Na segunda leitura, São Paulo escreve uma carta à comunidade que estava esperando o fim dos tempos, a segunda vinda de Jesus. Alguns na comunidade se assustavam, outros achavam que não valia a pena se esforçar para realizar mais nada porque o fim estava próximo. Como sabemos, o mundo não acabou naquele tempo. Por outro lado, o mundo está sempre acabando para muita gente todos os dias. Nunca sabemos quando será o nosso último dia. E aí? Vamos viver assustados e com medo? Ou vamos aprender a dar mais valor a cada dia que nos é concedido?
São Paulo está dizendo que o tempo é breve. E o que ele recomenda? Que cada um faça o que é preciso fazer. Ou seja: viva-se a vida normal sem dar às coisas um valor absoluto que elas de fato não têm. Não diz que parem de viver, diz que vivam com novo espirito, pensando no mais importante. E o que é esse “mais importante”? São Paulo diz que a figura deste mundo passa. Está pensando naquilo que não passa, naquilo que vai ser nosso para sempre. O que não passa é o bem que realizamos, é a caridade que vivemos, é o quanto nos doamos aos outros. E isso não se faz nas nuvens, no céu. Isso se constrói na vida diária, fazendo o que deve ser feito, com o coração cheio da graça de Deus e tendo os valores do Reino como critério para as nossas escolhas.
No evangelho Jesus diz: "Completou-se o tempo e o Reino de Deus está próximo”. Jesus anuncia que o tempo da salvação já chegou e ele mesmo é o Reino de Deus no meio de nós. De certa forma, com ele tudo está realizado.
Como cristãos, não temos que esperar outras revelações: qualquer reflexão, mensagem, ou qualquer outra coisa só vale como comentário, esclarecimento, aplicação daquilo que Jesus revelou.
Fazem parte do Reino de Deus o fim de todo tipo de mal, o fim da injustiça e do sofrimento. Tudo isso nos pode parecer estranho: o Reino de Deus já veio e ainda não veio. Dá para entender? É que, com Jesus, o Reino já veio, a salvação já aconteceu, a vitória sobre a morte já se tornou realidade pela ressurreição do Senhor.
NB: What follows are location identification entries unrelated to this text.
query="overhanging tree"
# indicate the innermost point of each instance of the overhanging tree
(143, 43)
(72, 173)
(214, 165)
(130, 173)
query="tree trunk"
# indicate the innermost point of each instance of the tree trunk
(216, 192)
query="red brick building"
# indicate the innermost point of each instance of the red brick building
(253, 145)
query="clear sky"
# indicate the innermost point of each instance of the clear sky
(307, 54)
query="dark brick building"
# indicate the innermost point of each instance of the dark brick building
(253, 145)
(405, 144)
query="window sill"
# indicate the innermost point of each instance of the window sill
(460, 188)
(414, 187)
Mas o Reino ainda não veio, por completo, porque falta muito caminho que a humanidade ainda tem que percorrer na direção de tornar concreto, na vida de cada dia, o projeto de Jesus.
Logo depois de anunciar que o Reino está próximo, Jesus diz: “Convertei-vos e crede no evangelho”. Ele nos convida a uma parceria no projeto do Reino. Crer, nesse caso, não é proclamar as verdades de fé que aprendemos no Catecismo. É mostrar com a própria vida que levamos a sério a proposta de Jesus. Converter-se também não é só passar a frequentar determinada Igreja. É transformar dentro de nós tudo que precisa ficar mais de acordo com o evangelho.
Por isso, ser cristão não é brincadeira, exige tomar decisões adultas e responsáveis.
Como os primeiros apóstolos somos convidados a “pescar gente” dentro do projeto do Reino de Deus. Não se trata só de pescar gente para vir à igreja, embora se suponha que seja um benefício encaminhar alguém a uma boa caminhada cristã. Trata-se também de formar uma parceria com muita gente – tenha a religião que tiver – para construir um mundo melhor. O pescador de peixe não pesca para o seu próprio benefício. A Igreja não é uma organização voltada só para si mesma, preocupada apenas com seu próprio sucesso. A pesca da Igreja tem que ser diferente: não é estratégia para aumentar a clientela. O pescador de gente, de acordo com Jesus, pesca para dar às pessoas “pescadas” uma tarefa, uma oportunidade maior de fazer diferença neste mundo atribulado.
Nossa pesca não é feita para viver nas nuvens. Vivemos numa realidade concreta, com problemas, angústias, conquistas e alegrias próprias do nosso país e do nosso tempo. Aqui onde estamos, o projeto do Reino de Deus está também entre o já (as coisas boas, que são sinais da ação da graça e da cooperação humana) e o ainda não (o que falta fazer, o que precisa ser transformado e mudado). Temos já e ainda não no trabalho, na escola, nas famílias, na política, na Igreja, na ciência... O que já foi feito nos anima, nos dá esperança. O que ainda falta é um desafio, provocação para realizar algo que acrescente beleza, justiça, fraternidade à vida humana é a tarefa que Deus nos confiou.